Maintenance Medications

  • 2 Responses

  • Amanda says...

    Hi, I stumbled across your blog while doing some research on gastroparesis. I am 21, and I have struggled with anorexia since I was 9 years old. When I was 20 I was diagnosed with mild gastroparesis. Last April my parents left for a weekend and came back sick. I also got sick and remained sick for a month. A few weeks later suddenly i’m in constant pain and nothing, not even liquids will stay down. I am really scared about what will happen. I have been on eyrthamicin for almost 2 years, and when I got sick I was taken off and put on reglan, both of which do not work. At this point I am desperate for relief of my nausea and general pain and vomiting. I read everything on your blog, fascinated by you. You are really an inspiration and you made me feel so much better. I am sorry you have been “blessed” with gastroparesis too, but your blog reached out to me, thank you.

  • Kirby says...

    Nausea is such a difficult symptom to control. There are a few things I could recommend you research and talk to your doctor about and see if it will, in any way, help. I take IV Zofran through my portacath, but it is available in tablets as well. This has been the best nausea medication for me so far. Also, Benedryl works for nausea. I take the children’s liquid version and adjust the dosage accordingly. It also comes in IV and tablets. Because of my seizures and epilepsy, I am no longer allowed IV Benedryl due to its ability to lower seizure threshold. This medication also makes one drowsy, so I only take it at night or if the nausea is so bad, I know I won’t be going anywhere anyway. I also take a liquid form of phenergan. It comes in an IM injection (only some people are lucky enough to be allowed this form of medication; I am not for a few undisclosed reasons), liquid and tablet. I take the liquid, even though it tastes rather disgusting. It will also make one drowsy but I think this side effect is temporary as you adjust to the medication. ANY medication I take, I try to get in liquid form as it is more easily passed through my stomach, or has a higher chance of doing so and being absorbed. Not all of my medications are liquid, IM or IV, but I do what I can and thankfully have a GI who understands this principle of the workings in GP patients.

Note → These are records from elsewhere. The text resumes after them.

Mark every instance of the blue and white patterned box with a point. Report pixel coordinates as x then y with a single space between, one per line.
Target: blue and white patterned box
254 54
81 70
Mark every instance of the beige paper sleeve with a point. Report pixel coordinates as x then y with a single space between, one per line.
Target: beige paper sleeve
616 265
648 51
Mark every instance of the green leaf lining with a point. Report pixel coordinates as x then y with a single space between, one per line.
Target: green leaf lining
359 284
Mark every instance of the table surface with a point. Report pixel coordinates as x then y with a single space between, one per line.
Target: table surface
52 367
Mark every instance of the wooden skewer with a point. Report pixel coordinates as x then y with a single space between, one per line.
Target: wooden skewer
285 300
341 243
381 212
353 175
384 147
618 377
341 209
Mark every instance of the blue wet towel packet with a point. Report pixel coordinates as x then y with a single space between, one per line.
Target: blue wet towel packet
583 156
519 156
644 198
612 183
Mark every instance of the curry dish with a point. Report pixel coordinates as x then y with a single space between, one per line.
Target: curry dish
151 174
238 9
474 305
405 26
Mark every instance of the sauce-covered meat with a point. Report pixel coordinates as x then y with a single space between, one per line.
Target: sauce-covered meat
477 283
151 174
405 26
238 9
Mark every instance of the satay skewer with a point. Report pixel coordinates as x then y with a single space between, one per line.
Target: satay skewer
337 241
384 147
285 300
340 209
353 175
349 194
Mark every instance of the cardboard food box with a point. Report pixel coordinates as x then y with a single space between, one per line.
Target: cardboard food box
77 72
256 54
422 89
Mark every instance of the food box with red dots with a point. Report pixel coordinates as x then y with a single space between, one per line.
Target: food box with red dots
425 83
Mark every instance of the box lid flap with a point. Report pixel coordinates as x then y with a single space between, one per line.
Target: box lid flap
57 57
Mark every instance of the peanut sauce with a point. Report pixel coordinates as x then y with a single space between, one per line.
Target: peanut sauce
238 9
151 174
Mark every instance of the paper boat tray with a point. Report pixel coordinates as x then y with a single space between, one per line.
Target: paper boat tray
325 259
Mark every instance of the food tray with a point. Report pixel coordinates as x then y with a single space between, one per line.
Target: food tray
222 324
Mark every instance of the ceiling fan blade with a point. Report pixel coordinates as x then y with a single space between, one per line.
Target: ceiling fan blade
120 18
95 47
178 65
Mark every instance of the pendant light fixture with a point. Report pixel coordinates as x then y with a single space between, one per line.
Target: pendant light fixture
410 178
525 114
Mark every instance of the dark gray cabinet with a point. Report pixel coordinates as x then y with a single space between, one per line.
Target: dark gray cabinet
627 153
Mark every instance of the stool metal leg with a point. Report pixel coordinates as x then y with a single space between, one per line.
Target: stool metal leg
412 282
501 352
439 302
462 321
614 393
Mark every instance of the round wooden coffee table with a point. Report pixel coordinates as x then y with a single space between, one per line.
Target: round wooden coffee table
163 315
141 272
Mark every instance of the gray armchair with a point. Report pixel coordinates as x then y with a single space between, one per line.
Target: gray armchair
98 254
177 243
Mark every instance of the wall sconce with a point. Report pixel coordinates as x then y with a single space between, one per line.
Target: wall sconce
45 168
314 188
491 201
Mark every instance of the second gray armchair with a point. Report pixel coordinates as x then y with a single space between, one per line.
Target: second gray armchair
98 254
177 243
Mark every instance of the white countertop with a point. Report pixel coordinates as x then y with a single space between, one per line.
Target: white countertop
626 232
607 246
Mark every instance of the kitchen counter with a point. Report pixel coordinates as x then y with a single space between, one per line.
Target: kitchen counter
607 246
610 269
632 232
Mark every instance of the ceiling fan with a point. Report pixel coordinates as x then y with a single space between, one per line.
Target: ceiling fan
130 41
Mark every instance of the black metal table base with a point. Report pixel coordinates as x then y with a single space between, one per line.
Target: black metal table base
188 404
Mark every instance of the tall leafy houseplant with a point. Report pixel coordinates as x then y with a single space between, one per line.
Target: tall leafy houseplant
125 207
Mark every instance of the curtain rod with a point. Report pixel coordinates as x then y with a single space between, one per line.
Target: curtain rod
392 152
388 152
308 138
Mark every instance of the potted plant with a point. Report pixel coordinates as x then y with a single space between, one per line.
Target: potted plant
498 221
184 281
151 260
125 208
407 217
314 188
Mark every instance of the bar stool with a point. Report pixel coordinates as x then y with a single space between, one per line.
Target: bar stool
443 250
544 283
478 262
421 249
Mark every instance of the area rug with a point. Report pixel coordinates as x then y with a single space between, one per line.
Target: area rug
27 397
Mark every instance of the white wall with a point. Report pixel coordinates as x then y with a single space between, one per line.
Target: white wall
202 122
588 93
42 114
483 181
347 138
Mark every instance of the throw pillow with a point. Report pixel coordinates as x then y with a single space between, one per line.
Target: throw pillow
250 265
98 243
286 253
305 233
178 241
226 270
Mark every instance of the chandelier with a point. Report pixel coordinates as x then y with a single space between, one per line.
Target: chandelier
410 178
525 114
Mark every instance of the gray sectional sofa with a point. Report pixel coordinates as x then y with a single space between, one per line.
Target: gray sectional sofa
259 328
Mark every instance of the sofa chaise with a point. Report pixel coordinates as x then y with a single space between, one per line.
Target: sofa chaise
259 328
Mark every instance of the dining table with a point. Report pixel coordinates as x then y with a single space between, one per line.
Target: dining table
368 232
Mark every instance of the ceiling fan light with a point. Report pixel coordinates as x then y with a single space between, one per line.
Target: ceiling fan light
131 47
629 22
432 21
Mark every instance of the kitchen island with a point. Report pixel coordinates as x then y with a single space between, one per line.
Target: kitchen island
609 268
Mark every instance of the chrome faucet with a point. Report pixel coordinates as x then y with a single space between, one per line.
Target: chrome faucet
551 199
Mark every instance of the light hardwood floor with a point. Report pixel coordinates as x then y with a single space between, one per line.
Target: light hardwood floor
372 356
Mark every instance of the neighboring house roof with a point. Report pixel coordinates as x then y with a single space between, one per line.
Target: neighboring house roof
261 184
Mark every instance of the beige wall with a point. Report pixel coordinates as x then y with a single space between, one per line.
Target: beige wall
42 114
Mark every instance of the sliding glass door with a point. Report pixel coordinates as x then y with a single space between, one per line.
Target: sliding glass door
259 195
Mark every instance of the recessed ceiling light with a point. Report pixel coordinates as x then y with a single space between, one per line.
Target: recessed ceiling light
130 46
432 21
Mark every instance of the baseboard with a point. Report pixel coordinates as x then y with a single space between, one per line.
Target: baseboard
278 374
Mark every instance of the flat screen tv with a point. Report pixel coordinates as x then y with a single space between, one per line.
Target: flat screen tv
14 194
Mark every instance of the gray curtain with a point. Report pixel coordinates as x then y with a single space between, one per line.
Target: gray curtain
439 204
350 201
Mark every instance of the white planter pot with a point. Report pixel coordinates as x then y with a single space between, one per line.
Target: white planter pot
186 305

    A side note about Reglan: I was on it briefly but unfortunately suffered major side effects. The main one being TARDIVE DYSKINESIA. I also became overly anxious and could not sit at my computer for any length of time. It also gave me restless leg at night. I was first put on Reglan before they moved me to Erythromycin (which was also unsuccessful). Erythromycin is more commonly used in GP patients to increase gastric emptying rates (which I guess has a welcomed side effect of reduced nausea). There is another medication called Propulsid, however it was removed from the US market. I believe, just as Reglan, it can be obtained through Canada with the right doctor. It has the possibility of affecting the heart so frequent EKGs would be necessary throughout treatment. From what my GI said, it is one of the more successful drugs.

    I hope this information helps you in your quest to find relief from your symptoms. I also hope you have a great GI doctor or PCP who is willing to work with you in finding that relief.